Results are reported as mean ± standard deviation (SD). The precision of T1 estimation in vivo was evaluated using coefficient of variation (CV = SD_ROI/Mean_ROI × 100%). The reproducibility error was calculated by $\sqrt{(\sum_{i = 1}^{P n} T 1_{dif}^{2} (i)) / P n}$ , where T1_dif(i) is the T1 difference between the two repeated scans for subject number i and Pn is the number of scanned subjects. Two-tailed Student’s t tests were used for comparison, and a p value < 0.05 was considered significant.

RESULTS

Simulation and Phantom Study

For the FLASH-MOLLI sequence, the BLESSPC T1 estimation difference between using 5 sub-slices (Ns = 5) and using 100 sub-slices (Ns = 100) was small (absolute difference <0.1 ms for each pixel) in phantom studies. For T1 > 1000 ms in phantom experiments (group I), the maximum T1 estimation variations among different HRs are significantly reduced by BLESSPC T1 estimation with Ns = 5 compared to that without slice profile correction (3.8±2.0 ms or 0.2%±0.1% vs. 30.4±10.8 ms or 1.9%±0.5%, p<0.001); Therefore, Ns = 5 was used for BLESSPC fitting (Fig. 1) in this work to ensure T1 estimation accuracy while reducing processing time compared to using Ns = 100 sub-slices.

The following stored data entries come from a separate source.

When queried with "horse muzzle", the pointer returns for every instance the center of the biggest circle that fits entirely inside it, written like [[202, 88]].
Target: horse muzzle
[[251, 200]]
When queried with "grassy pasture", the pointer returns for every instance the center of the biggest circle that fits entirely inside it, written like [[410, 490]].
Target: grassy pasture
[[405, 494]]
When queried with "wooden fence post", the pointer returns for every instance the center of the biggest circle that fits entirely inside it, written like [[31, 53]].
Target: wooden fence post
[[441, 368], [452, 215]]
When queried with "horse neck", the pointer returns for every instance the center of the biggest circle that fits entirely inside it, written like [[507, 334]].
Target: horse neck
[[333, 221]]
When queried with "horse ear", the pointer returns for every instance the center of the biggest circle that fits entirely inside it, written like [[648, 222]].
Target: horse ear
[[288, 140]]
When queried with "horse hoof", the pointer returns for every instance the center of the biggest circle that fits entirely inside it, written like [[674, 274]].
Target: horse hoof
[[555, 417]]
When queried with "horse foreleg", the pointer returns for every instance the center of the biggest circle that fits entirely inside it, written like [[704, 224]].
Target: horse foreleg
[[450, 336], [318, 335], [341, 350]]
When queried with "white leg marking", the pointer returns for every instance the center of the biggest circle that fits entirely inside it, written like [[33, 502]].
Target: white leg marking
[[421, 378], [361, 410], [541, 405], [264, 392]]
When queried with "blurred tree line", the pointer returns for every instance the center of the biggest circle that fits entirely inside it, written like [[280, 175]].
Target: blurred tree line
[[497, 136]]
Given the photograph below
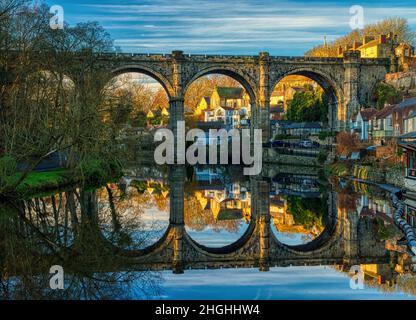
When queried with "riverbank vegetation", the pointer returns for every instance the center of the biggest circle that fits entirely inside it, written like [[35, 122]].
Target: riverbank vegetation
[[47, 98]]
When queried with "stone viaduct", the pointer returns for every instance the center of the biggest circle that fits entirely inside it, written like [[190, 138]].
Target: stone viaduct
[[349, 82]]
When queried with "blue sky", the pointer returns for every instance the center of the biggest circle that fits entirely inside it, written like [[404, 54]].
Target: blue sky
[[227, 26]]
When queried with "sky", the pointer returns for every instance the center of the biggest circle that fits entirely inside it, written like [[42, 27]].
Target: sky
[[287, 28]]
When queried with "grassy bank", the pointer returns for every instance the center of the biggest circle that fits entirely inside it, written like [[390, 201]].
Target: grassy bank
[[90, 173]]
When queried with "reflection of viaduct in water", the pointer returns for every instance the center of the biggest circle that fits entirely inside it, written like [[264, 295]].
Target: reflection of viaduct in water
[[345, 240]]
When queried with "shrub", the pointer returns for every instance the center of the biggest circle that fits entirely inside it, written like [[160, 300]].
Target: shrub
[[8, 166], [322, 156], [99, 171]]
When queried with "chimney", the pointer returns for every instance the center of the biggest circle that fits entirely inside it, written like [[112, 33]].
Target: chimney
[[367, 39], [382, 38], [356, 45]]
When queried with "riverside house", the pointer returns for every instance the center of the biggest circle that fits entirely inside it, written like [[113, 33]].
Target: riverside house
[[361, 123], [381, 125]]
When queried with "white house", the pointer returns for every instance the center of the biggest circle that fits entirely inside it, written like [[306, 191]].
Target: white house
[[361, 124]]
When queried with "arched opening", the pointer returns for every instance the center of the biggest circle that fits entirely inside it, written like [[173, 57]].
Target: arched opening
[[304, 103], [136, 104], [216, 99], [298, 219], [137, 100], [217, 206], [134, 213]]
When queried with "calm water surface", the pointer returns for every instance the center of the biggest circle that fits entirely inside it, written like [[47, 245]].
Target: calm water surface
[[205, 233]]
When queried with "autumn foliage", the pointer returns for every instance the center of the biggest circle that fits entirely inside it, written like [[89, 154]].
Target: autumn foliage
[[347, 142]]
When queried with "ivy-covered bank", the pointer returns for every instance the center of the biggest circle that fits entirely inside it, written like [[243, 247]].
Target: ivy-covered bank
[[392, 175], [89, 172]]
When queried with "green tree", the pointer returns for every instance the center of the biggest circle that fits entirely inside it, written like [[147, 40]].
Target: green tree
[[308, 106], [399, 27], [387, 94]]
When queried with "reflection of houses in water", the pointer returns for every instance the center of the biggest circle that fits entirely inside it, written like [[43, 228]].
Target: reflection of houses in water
[[226, 202], [372, 207], [410, 211], [284, 220], [208, 173], [296, 185]]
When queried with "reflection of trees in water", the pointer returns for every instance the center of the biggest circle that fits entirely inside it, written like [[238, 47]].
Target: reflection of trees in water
[[64, 229], [198, 219], [309, 214], [122, 216], [347, 199]]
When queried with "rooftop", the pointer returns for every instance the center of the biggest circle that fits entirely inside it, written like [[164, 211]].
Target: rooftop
[[230, 92], [366, 114]]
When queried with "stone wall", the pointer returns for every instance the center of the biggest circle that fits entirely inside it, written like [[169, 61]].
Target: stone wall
[[294, 160], [405, 81], [390, 175]]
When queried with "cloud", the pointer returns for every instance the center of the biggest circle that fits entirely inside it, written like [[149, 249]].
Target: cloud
[[197, 26]]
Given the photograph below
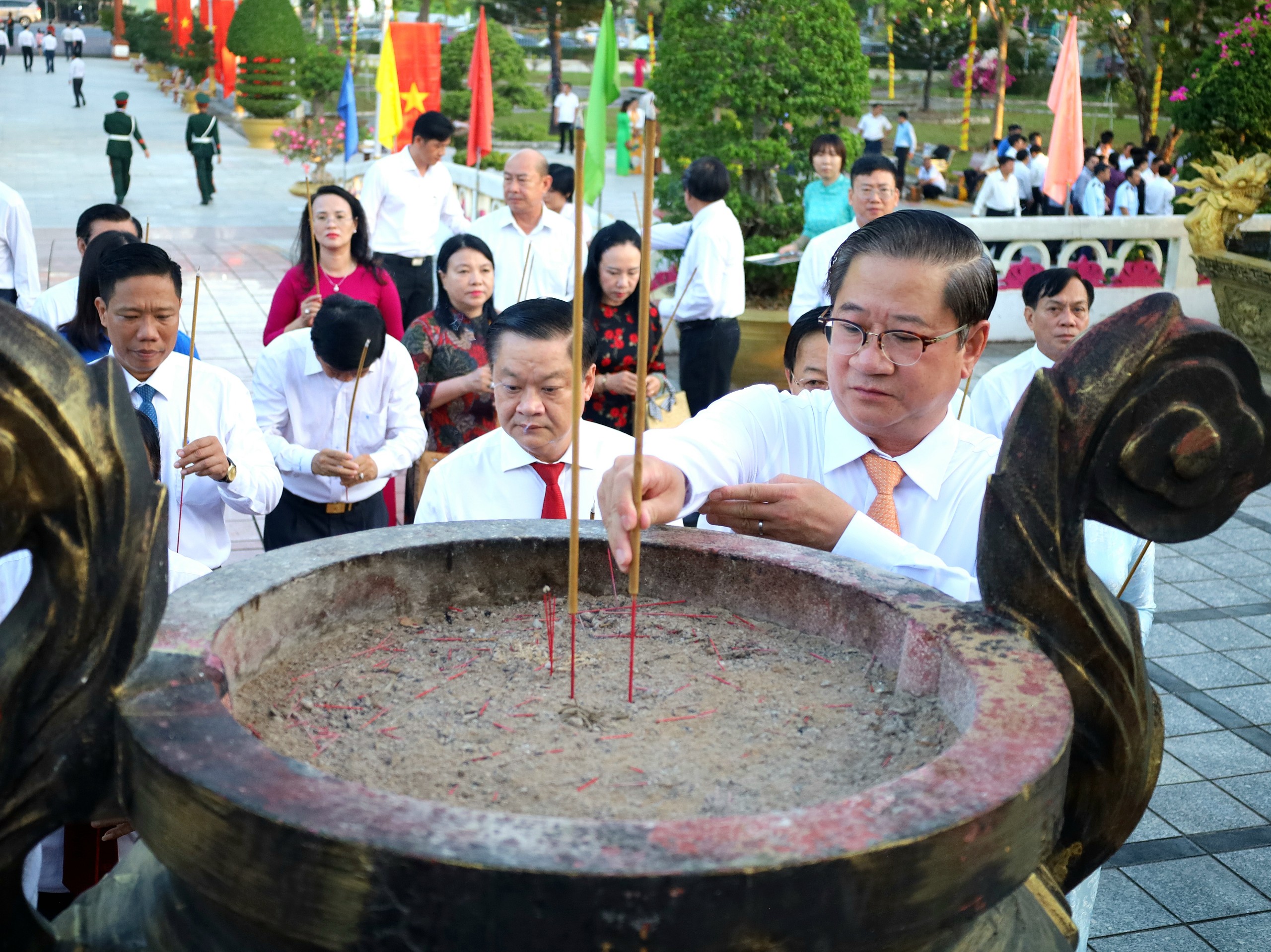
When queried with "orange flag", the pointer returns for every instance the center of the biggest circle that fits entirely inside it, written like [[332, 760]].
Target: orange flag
[[481, 115], [1067, 141], [417, 48]]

Fig. 2 shows T1 estimation errors of the three T1 estimation approaches - BLESSPC fitting, Rodgers’ fitting (26), and “exponential curve fitting” - for a range of T1 values and heart rates from simulation (left column) and phantom studies (right column) using the FLASH-MOLLI 5-(3)-3 sequence. Detailed T1 estimation results by FLASH-MOLLI with BLESSPC fitting in phantom studies are shown in Table 2 as its corresponding data points overlaps in Fig. 2. Simulation and phantom results match well for all three algorithms. The proposed BLESSPC T1 estimation algorithm provided more accurate T1 values, with much reduced sensitivity to heart rate (HR) variations when compared to Rodgers’ fitting or “exponential curve fitting” across a wide range of HRs and T1 values. Especially for T1 values > 1000ms, Rodgers’ fitting tends to overestimate T1 values, and “exponential curve fitting” tends to underestimate T1 values for the FLASH-MOLLI sequence. In the phantom results (group I), the average T1 estimation error using the proposed BLESSPC fitting was −5.4±15.1 ms (percentage error −0.5%±1.2%) with maximum absolute error of 36.9 ms for T1 ranging from 236 – 1852 ms. In comparison, the average error of Rodgers’ fitting was 55.0±60.1 ms (percentage error 3.8%±3.9%) with maximum absolute error of 212.4 ms, and that of the exponential curve fitting was −58.2±65.3 ms (percentage error −3.7%±4.3%) with maximum absolute error of 180.0 ms across the same range of T1 values. The FLASH-MOLLI sequence with BLESSPC fitting was not sensitive to RF flip angle variations (from 4° to 10°) in phantom studies (group II) [Fig. 3].

T1 estimation errors by three different fitting algorithms compared to reference T1 values in both simulation and phantom studies. Phantom reference T1 values were obtained using standard inversion recovery spin-echo. The BLESSC fitting, Rodger’ fitting, and exponential curve fitting (with Look-Locker correction and inversion factor correction) approaches were applied to the FLASH-MOLLI sequence. Compared to the other two fitting methods, BLESSPC improves T1 estimation accuracy, and is insensitive to heart rate variations.

Table 2.

Measured T1 values by BLESSPC fitting in a set of FLASH-MOLLI phantom experiments (group I) with T1s 236 – 1852 ms and emulated HRs 40 – 100 bpm.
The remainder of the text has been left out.